L'accord intervenu le 21 juillet dernier entre les chefs d'Etat et de gouvernement de l'Union européenne prévoit une participation des banques et assureurs européens à hauteur de 50 milliards d'euros environ dans le cadre d'un plan d'aide total de 159 milliards d'euros. Cette participation doit notamment prendre la forme d'un échange d'obligations grecques actuelles contre de nouvelles assorties d'une décote de 21%. Selon plusieurs sources, Athènes peine cependant à réunir les 90% de participation minimum des créanciers privés exposés à sa dette souveraine qu'elle demandait pour accepter le plan.

La détérioration des conditions de marché ces dernières semaines a par ailleurs renchéri le coût des garanties offertes par les Etats de la zone euro, jetant un doute sur la mise en oeuvre du programme dans sa forme actuelle.

Décision en novembre

La décision lundi de différer la décision sur le versement de la prochaine tranche d'aide financière à la Grèce risque de renforcer les craintes des marchés financiers déjà fortement secoués depuis cet été. D'autant plus que les ministres, s'ils ont salué les efforts grecs, ont aussi appelé Athènes à s'entendre avec les inspecteurs européens et du Fonds monétaire international sur des mesures additionnelles permettant de combler tout dérapage pour les années 2013 et 2014.

"Nous avons accueilli positivement les mesures supplémentaires prises en Grèce", a dit Jean-Claude Juncker. "Nous appelons également le gouvernement grec à se mettre d'accord avec la troïka afin que des consultations supplémentaires remplissent un quelconque vide (budgétaire) d'ici 2014", a-t-il ajouté.
Il a précisé que la "troïka" fournirait un nouveau rapport du programme grec d'ici le 13 novembre, date à laquelle les ministres seront appelés à se pencher sur le déboursement de huit milliards d'euros aux autorités grecques.

Ce mardi, le ministre des Finances grec, Evangélos Vénizélos a dementi une rumeur de discussion autour d'un défaut de son pays.

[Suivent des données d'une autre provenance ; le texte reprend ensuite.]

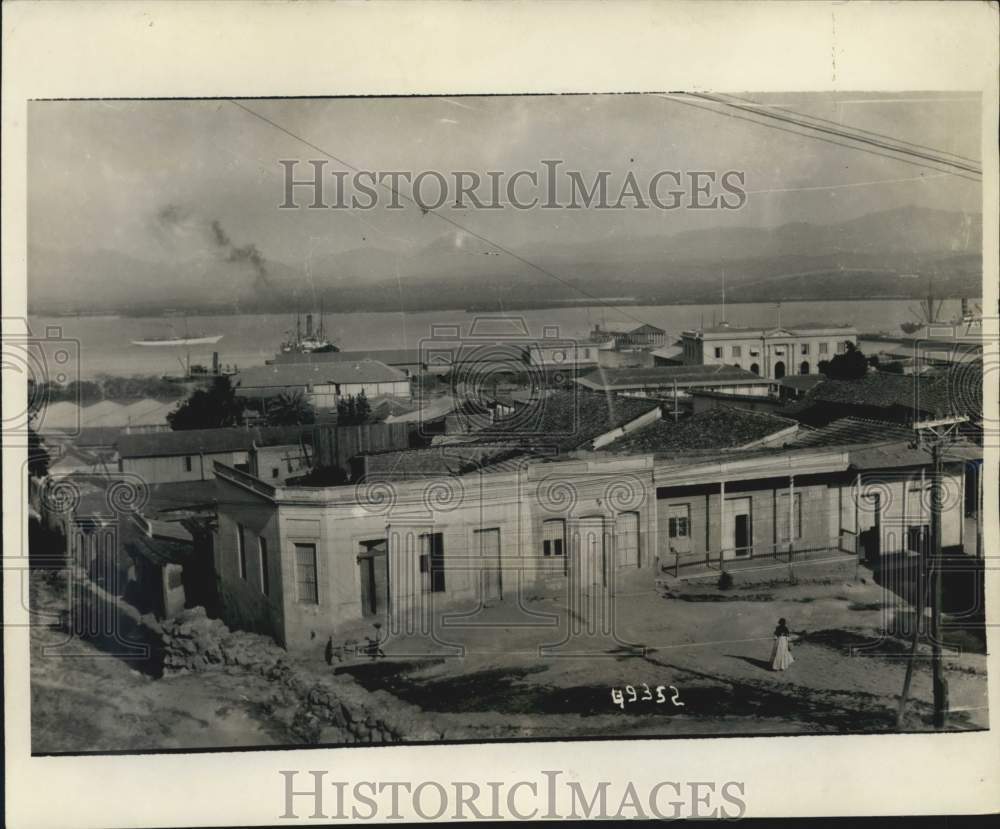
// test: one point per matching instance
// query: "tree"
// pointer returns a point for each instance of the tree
(211, 408)
(289, 409)
(38, 455)
(851, 365)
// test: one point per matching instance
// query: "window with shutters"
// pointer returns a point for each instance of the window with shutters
(783, 517)
(679, 521)
(553, 537)
(305, 574)
(627, 541)
(241, 550)
(264, 578)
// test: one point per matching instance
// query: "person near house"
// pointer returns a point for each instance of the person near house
(781, 655)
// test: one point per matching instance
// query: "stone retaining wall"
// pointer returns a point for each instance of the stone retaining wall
(332, 709)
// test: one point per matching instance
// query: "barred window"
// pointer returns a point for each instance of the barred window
(305, 573)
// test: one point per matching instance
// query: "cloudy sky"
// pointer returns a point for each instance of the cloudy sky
(103, 174)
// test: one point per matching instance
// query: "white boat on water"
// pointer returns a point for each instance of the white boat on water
(167, 341)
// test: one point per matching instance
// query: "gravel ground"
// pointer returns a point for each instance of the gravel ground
(502, 673)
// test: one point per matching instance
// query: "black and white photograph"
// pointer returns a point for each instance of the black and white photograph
(368, 420)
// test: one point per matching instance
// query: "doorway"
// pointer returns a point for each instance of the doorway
(740, 536)
(592, 555)
(870, 538)
(374, 576)
(432, 563)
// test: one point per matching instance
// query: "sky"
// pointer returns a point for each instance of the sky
(102, 175)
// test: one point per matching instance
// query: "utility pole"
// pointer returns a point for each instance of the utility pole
(936, 433)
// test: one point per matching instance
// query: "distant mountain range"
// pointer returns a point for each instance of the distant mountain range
(891, 253)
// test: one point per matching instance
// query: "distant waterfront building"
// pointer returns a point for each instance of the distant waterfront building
(667, 381)
(565, 354)
(767, 352)
(629, 335)
(323, 384)
(411, 361)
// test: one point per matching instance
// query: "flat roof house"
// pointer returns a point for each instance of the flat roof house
(410, 361)
(666, 381)
(323, 384)
(470, 524)
(768, 352)
(629, 334)
(188, 455)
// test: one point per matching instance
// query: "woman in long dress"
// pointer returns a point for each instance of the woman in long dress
(781, 656)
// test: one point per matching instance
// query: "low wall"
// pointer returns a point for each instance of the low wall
(333, 710)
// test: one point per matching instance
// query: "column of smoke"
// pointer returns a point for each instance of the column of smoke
(175, 218)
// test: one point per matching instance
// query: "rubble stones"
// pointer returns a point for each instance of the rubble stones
(328, 710)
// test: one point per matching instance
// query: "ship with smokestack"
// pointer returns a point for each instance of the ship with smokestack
(310, 341)
(176, 339)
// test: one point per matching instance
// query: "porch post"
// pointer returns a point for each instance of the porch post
(979, 510)
(857, 515)
(388, 576)
(791, 515)
(722, 521)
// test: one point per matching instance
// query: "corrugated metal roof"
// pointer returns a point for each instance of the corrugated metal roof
(724, 427)
(208, 441)
(612, 379)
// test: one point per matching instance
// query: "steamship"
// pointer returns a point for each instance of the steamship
(312, 340)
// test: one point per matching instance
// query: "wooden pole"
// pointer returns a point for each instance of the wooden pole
(940, 682)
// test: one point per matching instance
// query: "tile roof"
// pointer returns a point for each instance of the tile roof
(853, 430)
(609, 379)
(724, 427)
(308, 374)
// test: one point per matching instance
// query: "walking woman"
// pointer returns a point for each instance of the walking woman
(781, 656)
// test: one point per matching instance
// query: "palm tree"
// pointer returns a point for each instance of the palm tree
(289, 409)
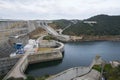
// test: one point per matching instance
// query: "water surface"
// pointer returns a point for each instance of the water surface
(77, 54)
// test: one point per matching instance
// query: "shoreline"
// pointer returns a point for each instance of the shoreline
(96, 38)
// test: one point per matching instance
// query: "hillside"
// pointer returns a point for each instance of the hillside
(105, 25)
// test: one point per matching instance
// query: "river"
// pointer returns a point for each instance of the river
(77, 54)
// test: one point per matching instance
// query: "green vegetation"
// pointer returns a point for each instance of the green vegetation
(42, 78)
(97, 67)
(106, 25)
(29, 78)
(48, 37)
(109, 73)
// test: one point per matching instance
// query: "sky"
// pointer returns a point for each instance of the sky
(57, 9)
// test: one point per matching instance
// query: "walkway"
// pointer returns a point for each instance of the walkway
(17, 71)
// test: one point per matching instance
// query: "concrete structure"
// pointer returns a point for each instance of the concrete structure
(7, 63)
(19, 68)
(92, 75)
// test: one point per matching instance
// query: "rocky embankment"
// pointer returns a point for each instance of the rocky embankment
(95, 38)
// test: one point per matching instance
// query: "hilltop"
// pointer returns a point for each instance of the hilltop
(96, 25)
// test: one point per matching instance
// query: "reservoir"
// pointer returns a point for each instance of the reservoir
(77, 54)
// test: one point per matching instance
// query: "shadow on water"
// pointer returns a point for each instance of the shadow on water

Des bruits qui avaient été alimentés par l'annonce, dimanche, que ses objectifs de déficit pour 2011 et 2012 seraient manqués. Il a aussi assuré que de nouvelles mesures d'austérité ne seraient pas imposées.

Démultiplication du FESF

L'autre plat de résistance de la réunion à Luxembourg - la démultiplication de la puissance de tir du fonds de soutien à la zone euro (FESF) - devra lui aussi attendre, même si le président de l'Eurogroupe a fait part d'une volonté commune sur ce point entre les pays de la monnaie unique.
"Nous partageons le point de vue selon lequel nous devons améliorer l'efficacité du FESF (...) Nous y travaillons", a dit Jean-Claude Juncker.
La zone euro tente de trouver une manière d'utiliser plus efficacement les 440 milliards d'euros dont dispose le FESF afin de démontrer aux marchés financiers qu'il dispose d'une taille suffisante pour stabiliser les rendements des emprunts espagnols et italiens - une tâche assurée actuellement par la Banque centrale européenne.

Cette idée a fait son chemin en Europe après les appels en ce sens du secrétaire américain au Trésor Timothy Geithner à la mi-septembre, et le gouverneur de la Banque de France Christian Noyer s'y est dit ouvert lundi.

Même si le sujet n'a pas été directement évoqué lors de la réunion, la situation de la banque Dexia s'est invité dans les couloirs en raison de son exposition à la Grèce et après la décision de l'agence de notation Moody's de placer sa note sous surveillance négative. Ce mardi, des rumeurs de démantèlement plombent l'établissement franco-belge.